This last Sunday and Saturday, the Pulaski Park Fieldhouse on 1419 W. Blackhawk St. opened it's basketball courts, halls and upper walkways to artists and artistic groups from all over the midwest, creating a gathering of warmth, community, and a stalsl with nice looking handicrafts for Chicagoeans to puruse. This Renegade Craft Fair, hosted earlier on September 17 and 18, was a vibrant event where you could sample, observe, and purchase beautiful works of art, hand-crafted commerical goods, and tasty confections.
Interestingly enough, it was also an occasion where simply by asking, you could learn a lot about the art and techniques used to make the interesting items on display from their passionate and outgoing creators.
Take Ashley Lieber and her moss mosaics. She creates her art by extracting diffierent species of moss, along with bit of ground leaf cover, stones, and animal skulls from the forest floors of various woods and natural preserves throughout the midwest. Her work, in her words, is meant to encourage people to examine themselves, "pay attention to the unique aspects of nature" and to remind a humanity ensounced in cities, towns, and artifical infrastructure that they are not "outside nature, but part of nature."

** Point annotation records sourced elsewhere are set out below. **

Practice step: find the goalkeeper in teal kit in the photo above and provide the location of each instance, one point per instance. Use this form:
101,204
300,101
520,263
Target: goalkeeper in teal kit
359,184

A beautiful array of shadow puppets, black siloheutes of monsters, mermaids, dogs and owls, were made and sold by the Owly Shadow Puppets company. The manufacturers made their puppets by desigining the outlines with CAD software, then cutting them out of black mattboard stock using a laser etcher machine.
Here and there, amidst products made by professional Artisans, was even the opportunity to do some creative work, to make something of your own from scratch and indulge in some artistic DIY activities.
The Rebuilding Exchange, an organisation that recycles and retrieve building materials for people to use in household projects, hosted two table workshops, one where people used recycled paper and decorations to make personalized holiday greeting cards, and another where you used wood schop fragments and a hot glue gun to created art displays and ornaments. An urban mapmaking company called Cartograpfika had a suggestion nook where laypeople could submit ideas and sketches of their own maps and locations.
The Magnolia Photo Booth Company set up a free booth with props, hats, and wigs, for people who wanted to take goofy photographs: it's sign is done up in an 'old-timey' style, with victorian fonts, disembodied hands pointing at things, and firm injunctions for 'Gentleman' to 'please comb your hair and Moustache'.
Places like these, events like these, are not only markets for people looking to buy handmade commodities, but also ways for people to learn about new viewpoints, cultures, and attitudes towards art and creative expression. The artists there, many young, many driven, many with products they conceived and built themselves after having a 'great idea', are entrepeneurs trying to become more well known, more successful, trying to reach out to people to offer their ideas as a match for people's needs and interests.
As self-made people, you could say that all these artisans and crasftpeople are living examples of DIY.